The US’s close partnership with Saudi Arabia, strengthened recently following President Donald Trump’s visit to the region, is nuanced by the fact that America’s largest military base in the region – the Al Udeid Air Base, is based in Qatar.
Speaking to Sputnik about the diplomatic crisis, George Washington University professor Atef Abdel Jawad explained that the US position can be expected to have at least two elements.
“First, the US always says that bilateral crises between any countries concern, above all, those two countries themselves, and that the US does not interfere in bilateral relations. In the situation regarding Qatar, this is [said to be] an internal issue involving Bahrain, Saudi Arabia, Egypt and the UAE.”
At the same time, however, the academic added that it can certainly be said that “the US is dissatisfied with Qatari links to terrorist organizations and their financing.” According to the observer, Qatar’s position runs contrary to President Trump’s efforts against terrorism and extremism. For instance, Qatari state media invites commentators who call for Christians to be killed. The emirate is home to people who have provided financing for al-Qaeda. “We know how the US feels about those who support and finance al-Qaeda,” Jawad said.

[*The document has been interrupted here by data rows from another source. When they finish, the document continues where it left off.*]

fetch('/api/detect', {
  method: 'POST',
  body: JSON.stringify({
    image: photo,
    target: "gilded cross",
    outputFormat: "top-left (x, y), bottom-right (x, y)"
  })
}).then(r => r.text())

The observer recalled that as far back as 2015, then-Secretary of State John Kerry complained about Qatari financing for terrorist groups. Its from these kinds of statements that the nuances of US policy can be determined, according to Jawad.
“Right now in America, there are voices proposing adding Qatar to the list of state sponsors of terrorism. But it has not happened for several reasons. First of all, Qatar hosts Al Udeid Air Base. Washington is interested in maintaining this base, which is a critical strategic point for the US in the region.”
“Secondly, Qatar is needed for its secret ties with the terrorist groups. The US, the countries of Western Europe and other leading powers officially declare that they do not conduct any negotiations with the militants and have no ties with them. This role is played by Qatar.” Finally, Jawad recalled, “Qatar is helping with the release of European hostages who have been abducted by terrorists.”
Ultimately, Jawad noted that for the time being, the US is content simply with expressing its dissatisfaction with Qatar’s policy. “In the future, if Doha does not change its policy, we may see more decisive action by the US in relation to this emirate.”